It is estimated that the city of Lahore, Pakistan, has a Muslim majority with 94.7% and Christian minority constitute 5.1% of the population and rest Sikhs and Hindus constitute the remaining 0.2%. There is also a small but longstanding Zoroastrian community.

Before Partition 

Prior to the partition of India in 1947, a third of Lahore district's population was Hindu and Sikh. Hindus and Sikhs used to reside in 'distinct enclaves'. The city's Hindu and Sikh population left en masse during the partition and shifted to East Punjab and Delhi in India. In the process, Lahore lost its entire Hindu and Sikh population. The emigrants were replaced by Muslim refugees from India. Muslim refugees and locals competed for ownership over abandoned Hindu and Sikh property.

Religious heritage 
According to a Hindu legend, Lahore was once named Lavapura, after Lava, son of Lord Rama, Hindu God from Ramayana as one of etymological theory of Lahore. A vacant temple, the Lava Temple, dedicated to this figure is contained inside the Lahore Fort.

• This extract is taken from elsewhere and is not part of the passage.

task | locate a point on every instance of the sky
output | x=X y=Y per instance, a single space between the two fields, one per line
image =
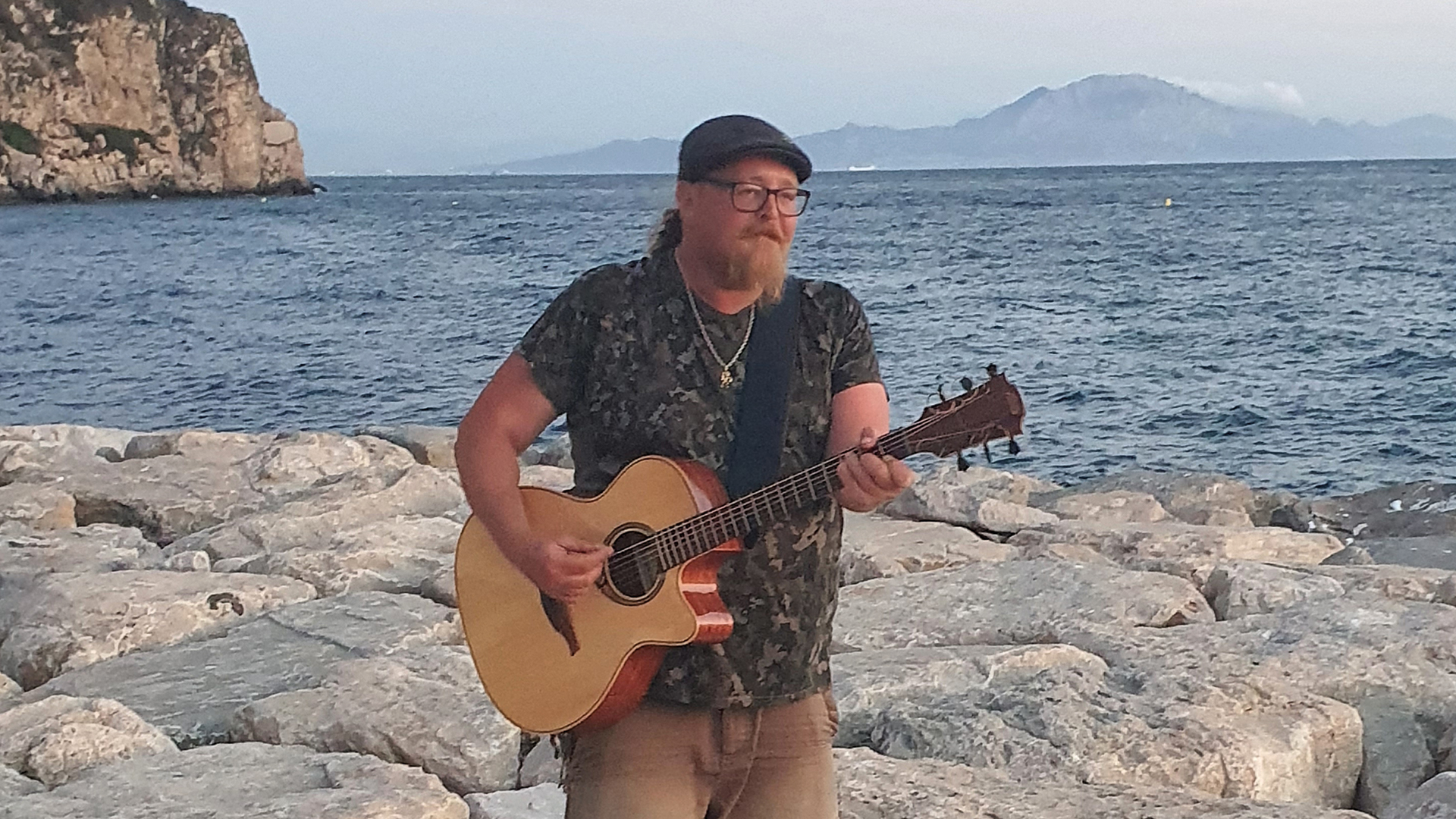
x=431 y=86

The first Persian text on Sufism was written, by Shaykh Abul Hasan 'Ali Hujwiri, in Lahore which became a major source for early Sufi thought and practice. Hujwiri's tomb in Lahore is one of the major Sufi shrines in the subcontinent. Several other leading Sufi saints are buried in Lahore. These Sufi shrines have contributed to making Lahore an important place of pilgrimage. During the Mughal era, several impressive buildings including mosques were constructed, contributing to the city's rich Mughal heritage.

The city is also of significant importance to the Sikhs of Punjab region who call it Lahore-Sharif. Some of Sikhism's holiest sites are situated inside Lahore.